Yesterday at NPR, Aengus Woods wrote a critical review of De Botton’s Religion for Atheists. Below is an excerpt, along with a few of my own thoughts.
“De Botton fluently identifies how religion traditionally addressed social needs before offering his own secular proposal for meeting them anew. For example, religion has traditionally provided a sense of community that can override divisions of class or income. We might therefore regain this sense of togetherness through rituals that mimic, say, the Eucharistic service. De Botton suggests a restaurant where “our fear of strangers would recede” and “the poor would eat with the rich.” And Jerusalem’s Wailing Wall might be replaced by electronic billboards “that would anonymously broadcast our inner woes,” thereby reminding us that “we are none of us alone in the extent of our troubles and our lamentations.”
The problem with this approach is not simply that the solutions are trite or feel crassly commercial. The problem is that it is utterly impossible to get any sort of consensus on what we poor secularists need from religion. The beauty and danger of organized religion has always been its authoritarian aspect: It tells us what is wrong and what is right, what is healthy and what is impure. Apply these edicts to the secular world, and they begin to look suspiciously like indoctrination.
Where is the place of criticality here, and exactly whose values get to be promoted? If they are common-sense values, we will soon find a plethora of competing commonsensical values. We should remember how quickly Socrates’ ideal republic begins to look like a totalitarian state.”
Interesting, but I think Woods betrays here a fundamental misunderstanding of the nature of religion, and secularism for that matter.
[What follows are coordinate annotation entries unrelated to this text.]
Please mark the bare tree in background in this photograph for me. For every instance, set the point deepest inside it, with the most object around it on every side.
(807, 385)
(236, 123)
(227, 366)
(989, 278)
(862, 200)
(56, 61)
He seems to be suggesting that “secular” society is something other than religious, and that it is not in the business of telling us what is wrong and right, what has value and why, what is clean and what is impure – this suggestion is of course blatantly false.
From the well practiced liturgy of the mall, to the national and military imagery with which we baptize our holidays and sporting events, or the communal worship experience of a rock concert, the secular world may not openly identify allegiance with a particular god but it is incredibly religious.
It seems De Botton understands this, and is simply arguing that, if that is the case, we may as well be intentional about it. And I think that would be a much more interesting conversation than the tired rhetoric of secularism vs. religiosity.